Closed ecophilina closed 1 year ago

ecophilina commented 1 year ago

predict(fit_delta, model = NA) does not give the output described for the function:

"model = Type of prediction if a delta/hurdle model: NA returns the combined prediction from both components on the link scale for the positive component; 1 or 2 return the first or second model component only on the link or response scale depending on the argument type."

Instead it reports the same way as predict(fit_delta).

predict(fit_delta, model = NA, se_fit = TRUE)

also returns the same dataframe as

predict(fit_delta, model = 1, se_fit = TRUE)

Does model = NA only apply when using nsim?

maxlindmark commented 1 year ago

I was just about to post a question on the scale of the combined prediction for a delta model and saw this. Now I wonder if these issues are related and am unsure if I should make a separate post or comment here (let me know if you'd prefer that!).

This code shows that when I specify type="link" and type="response", the separate model components do get different scales, but not the total est

pcod_mesh <- make_mesh(pcod, c("X", "Y"), cutoff = 15)

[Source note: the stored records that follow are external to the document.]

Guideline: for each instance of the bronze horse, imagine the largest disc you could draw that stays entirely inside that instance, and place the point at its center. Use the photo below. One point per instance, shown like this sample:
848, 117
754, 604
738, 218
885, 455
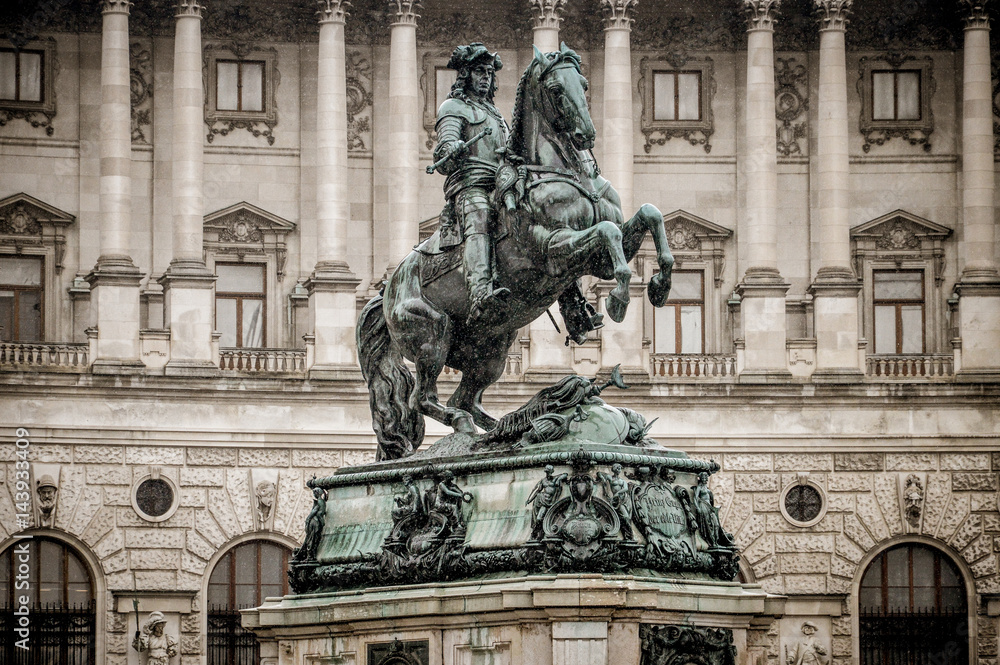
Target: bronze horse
567, 224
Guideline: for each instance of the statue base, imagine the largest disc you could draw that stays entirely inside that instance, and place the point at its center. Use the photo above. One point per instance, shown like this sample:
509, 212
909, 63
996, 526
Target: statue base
539, 619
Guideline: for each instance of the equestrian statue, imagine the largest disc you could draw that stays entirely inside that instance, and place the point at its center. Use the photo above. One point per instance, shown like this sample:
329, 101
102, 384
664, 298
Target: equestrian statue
527, 214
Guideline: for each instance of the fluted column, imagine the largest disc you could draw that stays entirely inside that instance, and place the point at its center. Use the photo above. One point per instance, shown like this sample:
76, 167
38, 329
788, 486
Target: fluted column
115, 278
404, 124
979, 284
835, 288
187, 283
617, 163
546, 15
762, 289
332, 286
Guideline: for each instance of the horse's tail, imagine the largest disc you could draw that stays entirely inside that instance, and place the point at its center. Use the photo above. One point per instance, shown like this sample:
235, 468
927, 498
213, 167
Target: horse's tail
398, 426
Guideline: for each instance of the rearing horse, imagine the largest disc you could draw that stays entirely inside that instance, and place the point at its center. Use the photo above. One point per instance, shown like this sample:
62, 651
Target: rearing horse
567, 224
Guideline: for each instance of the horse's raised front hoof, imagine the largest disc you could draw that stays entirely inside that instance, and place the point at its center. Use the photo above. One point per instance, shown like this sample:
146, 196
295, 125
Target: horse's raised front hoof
617, 304
658, 289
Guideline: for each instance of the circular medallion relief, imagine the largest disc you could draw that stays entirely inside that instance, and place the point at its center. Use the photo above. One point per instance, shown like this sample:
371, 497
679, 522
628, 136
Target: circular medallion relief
154, 498
803, 503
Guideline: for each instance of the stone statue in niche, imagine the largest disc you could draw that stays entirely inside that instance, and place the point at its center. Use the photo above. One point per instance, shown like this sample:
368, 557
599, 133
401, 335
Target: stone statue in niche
542, 497
159, 646
620, 493
808, 650
913, 499
707, 514
48, 494
314, 527
264, 493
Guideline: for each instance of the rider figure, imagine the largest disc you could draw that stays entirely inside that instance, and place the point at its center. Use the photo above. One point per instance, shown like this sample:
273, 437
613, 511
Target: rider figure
472, 168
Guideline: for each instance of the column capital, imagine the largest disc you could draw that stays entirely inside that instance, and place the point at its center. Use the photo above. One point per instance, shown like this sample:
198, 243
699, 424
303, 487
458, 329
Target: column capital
618, 13
332, 11
546, 13
974, 14
405, 11
189, 8
761, 14
115, 6
833, 14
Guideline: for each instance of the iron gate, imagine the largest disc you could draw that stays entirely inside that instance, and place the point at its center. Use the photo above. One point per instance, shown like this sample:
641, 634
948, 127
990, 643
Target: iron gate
57, 636
920, 637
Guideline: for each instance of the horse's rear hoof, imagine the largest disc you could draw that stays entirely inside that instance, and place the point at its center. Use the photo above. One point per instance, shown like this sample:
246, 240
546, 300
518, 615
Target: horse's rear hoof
658, 290
616, 306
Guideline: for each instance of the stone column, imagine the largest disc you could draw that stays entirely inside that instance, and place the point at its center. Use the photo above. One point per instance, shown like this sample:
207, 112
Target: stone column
979, 284
546, 15
332, 286
762, 289
187, 283
835, 288
404, 127
115, 278
617, 164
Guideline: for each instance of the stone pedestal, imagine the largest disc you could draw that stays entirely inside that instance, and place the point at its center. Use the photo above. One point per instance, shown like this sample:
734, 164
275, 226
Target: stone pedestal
544, 619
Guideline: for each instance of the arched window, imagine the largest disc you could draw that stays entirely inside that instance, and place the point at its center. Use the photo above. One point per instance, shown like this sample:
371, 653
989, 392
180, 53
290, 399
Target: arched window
913, 609
243, 577
60, 595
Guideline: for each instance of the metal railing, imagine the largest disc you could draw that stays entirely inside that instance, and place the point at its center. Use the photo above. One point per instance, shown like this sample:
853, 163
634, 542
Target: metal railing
910, 367
263, 361
46, 355
691, 366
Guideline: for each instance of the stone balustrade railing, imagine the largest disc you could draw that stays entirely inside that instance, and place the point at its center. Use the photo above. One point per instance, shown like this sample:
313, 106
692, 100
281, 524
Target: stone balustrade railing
41, 355
263, 361
891, 368
689, 366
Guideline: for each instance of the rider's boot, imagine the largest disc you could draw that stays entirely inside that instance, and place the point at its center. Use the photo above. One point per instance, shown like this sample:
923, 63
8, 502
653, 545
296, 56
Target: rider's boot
486, 301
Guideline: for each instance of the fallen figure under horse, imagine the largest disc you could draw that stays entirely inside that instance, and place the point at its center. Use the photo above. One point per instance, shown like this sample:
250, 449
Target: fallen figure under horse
560, 220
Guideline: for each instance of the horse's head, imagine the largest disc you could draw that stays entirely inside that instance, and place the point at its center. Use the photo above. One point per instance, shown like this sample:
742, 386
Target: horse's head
563, 92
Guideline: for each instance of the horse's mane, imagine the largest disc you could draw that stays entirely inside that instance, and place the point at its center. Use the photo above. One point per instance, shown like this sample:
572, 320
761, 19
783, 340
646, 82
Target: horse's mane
516, 144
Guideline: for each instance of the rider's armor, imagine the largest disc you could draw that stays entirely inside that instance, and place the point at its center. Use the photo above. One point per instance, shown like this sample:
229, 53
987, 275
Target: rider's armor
469, 185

fit_dg <- sdmTMB(density ~ 1 + s(depth),
                 data = pcod,
                 mesh = pcod_mesh,
                 time = "year",
                 spatial = "off", 
                 spatiotemporal = "off",
                 family = delta_gamma()
)

nd <- data.frame(
  depth = seq(min(pcod$depth),
              max(pcod$depth),
              length.out = 20
  ),
  X = 0,
  Y = 0,
  year = 2015L # a chosen year
)

p1 <- predict(fit_dg,
              newdata = nd,
              re_form = NULL,
              re_form_iid = NULL,
              se_fit = TRUE,
              type = "link")

p2 <- predict(fit_dg,
              newdata = nd,
              re_form = NULL,
              re_form_iid = NULL,
              se_fit = TRUE,
              type = "response")

head(p1 %>% dplyr::select(est1, est2, est), 2)
> head(p1 %>% dplyr::select(est1, est2, est), 2)
       est1     est2       est
1 -2.582749 3.973598 -2.582749
2 -1.241710 4.118488 -1.241710

head(p2 %>% dplyr::select(est1, est2, est), 2)
> head(p2 %>% dplyr::select(est1, est2, est), 2)
        est1     est2       est
1 0.07025697 53.17552 -2.582749
2 0.22413842 61.46625 -1.241710

P.S. Thanks for an amazing package!

seananderson commented 1 year ago

I checked: yes it only affects nsim > 0 or a Bayesian model. I've updated the docs.

@maxlindmark I'll link to your example over in the issue on type = link/response.